Why did we add a symlink to the base image, rather than use it directly in the service? Because this means that modifying the base image won't cause NixOS to restart the services. That would have been pointless since the base image is only used on the first boot anyway. Afterwards updates will be handled by regular NixOps deployments to the guests.
Deploying the guests
Now you can finally define a physical network for our guests! You'll want to use the ~"none"~ targetEnv
again, since you already manage it declaratively. Also, you'll want to import the baseline-qemu.nix
file for each VM, to teach it about the file system layout layout, and to make sure that all the relevant drivers are loaded.
Have fun! :D
Drawbacks
Of course, this approach has a few drawbacks too. If any of these are a dealbreaker for you then it's probably not a good fit for you.

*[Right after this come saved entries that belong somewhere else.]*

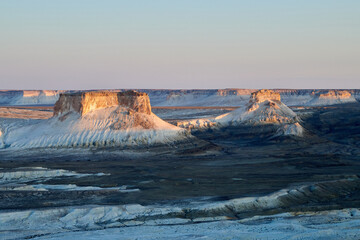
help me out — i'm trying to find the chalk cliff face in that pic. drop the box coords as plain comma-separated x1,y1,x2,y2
2,91,189,149
307,90,357,106
0,90,65,105
217,89,298,125
54,91,151,116
316,90,352,99
176,89,303,136
248,89,281,104
22,90,59,98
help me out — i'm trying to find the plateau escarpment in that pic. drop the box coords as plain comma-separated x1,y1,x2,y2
0,90,66,106
1,89,359,107
1,91,190,149
307,90,357,106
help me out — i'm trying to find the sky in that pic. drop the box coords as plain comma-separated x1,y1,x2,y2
0,0,359,90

- Every rebuild of the template image will cause a ~1GB file to be transmitted to each host. This could be a problem if you're using a metered internet connection, or if you're on a low-bandwidth connection.
- Removed VMs are shut down, but not removed automatically. I personally like this since I don't want content to delete itself silently, but it could be a problem if you have a large number of stateless VMs.

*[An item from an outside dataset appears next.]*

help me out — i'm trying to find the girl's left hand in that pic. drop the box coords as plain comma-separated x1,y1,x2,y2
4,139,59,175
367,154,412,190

- Each VM has its own disk image. In theory multiple identical stateless VMs could run from the same read-only disk, but that would take some refactoring.
- systemd can't tell if an outside source has shut down the VM, so it can get confused if a VM shuts itself down, or if you do it yourself from virsh/virt-manager.